Some studies estimate over 4.5 billion people could die from global warming-related causes by 2012. According to a recent statement from Australian of the Year, Professor Tim Flannery, ‘… it is possible that the Arctic ice will be gone within 15 years unless drastic political and economic changes occur’.

In February, as part of its Fourth Assessment Report, the Intergovernmental Panel on Climate Change (IPCC), the world’s leading climate scientists, concluded that global warming has indeed begun, is very likely caused by man, and will be unstoppable for centuries. The phrase ‘very likely’ translates to a more than 90 per cent certainty that global warming is caused by man’s burning of fossil fuels.

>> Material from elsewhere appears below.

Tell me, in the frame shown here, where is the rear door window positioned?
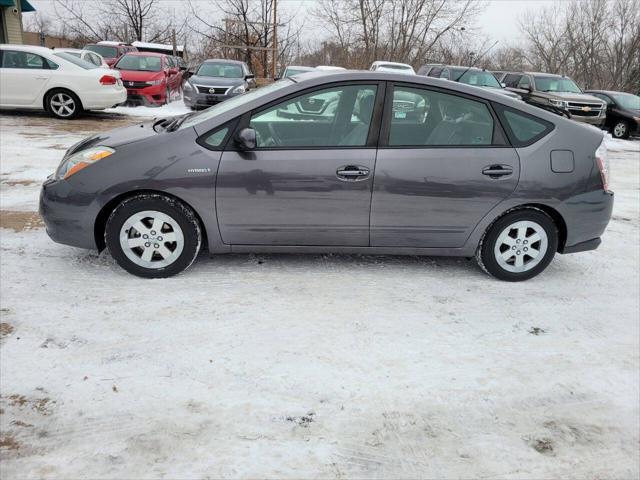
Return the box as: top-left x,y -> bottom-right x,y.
385,86 -> 495,147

This is the strongest conclusion to date, making it nearly impossible to say natural forces are to blame.

The scientific uncertainty that does remain about global warming isn’t about whether it’s occurring or whether it’s caused by human activity, or even if it will cost us too much to deal with it. That’s all been settled. Scientists are now debating whether it’s too late to prevent planetary devastation, or whether we have yet a small window to forestall the worst effects of global warming.

Now we are faced with our collective mortality, which perhaps is forcing us to look for solutions beyond science and beyond where religion has left us. With little spiritual substance robust enough to arm us for these times to come we are, as Ken Wilber states, ethically destitute just when, for the first time ever, we are faced with the irreversible closing down of the earth’s functioning.

Too often, in conversations with people about these and other emerging issues I am met with an inability to respond. Some feel so overwhelmed that they don’t even want to speak about it. Others say that they feel so disempowered that the only thing they feel they can do is attend to their own lives. ‘I do my bit,’ they often say, ‘I recycle, I walk to work, I vote. What else can I do?’ Given that there are no real strategies given to us about how we are to cope with the next twenty years, this is understandable. Even Al Gore leaves us hopeless, by pointing the finger at small individual actions (change a light bulb, recycle more, turn off electronic equipment … see www.climatecrisis.net/pdf/10things.pdf).

Somewhere it feels just a little bit useless to switch that light off and think that it is really making any difference when over twenty million 4WDs remain on US roads. Meanwhile, Holden has announced that the ‘Hummer’, one of the largest and least fuel efficient 4WDs in the world, will be released in Australia. What Gore neglects to tell us is not ‘what’ the problem is, but ‘who’ is responsible for creating the problem.

Catherine Austin Fitts, former Assistant Secretary for Housing-Federal Housing Commissioner at the US Department of Housing and Urban Development, stated recently, ‘Gore does not ask or answer — Who is doing this? Who has been suppressing alternative technologies resulting in our dependency on fossil fuels? Who has how much financial capital generated from this damage? Who benefits?…’ (See Who Killed the Electric Car www.whokilledtheelectriccar.com)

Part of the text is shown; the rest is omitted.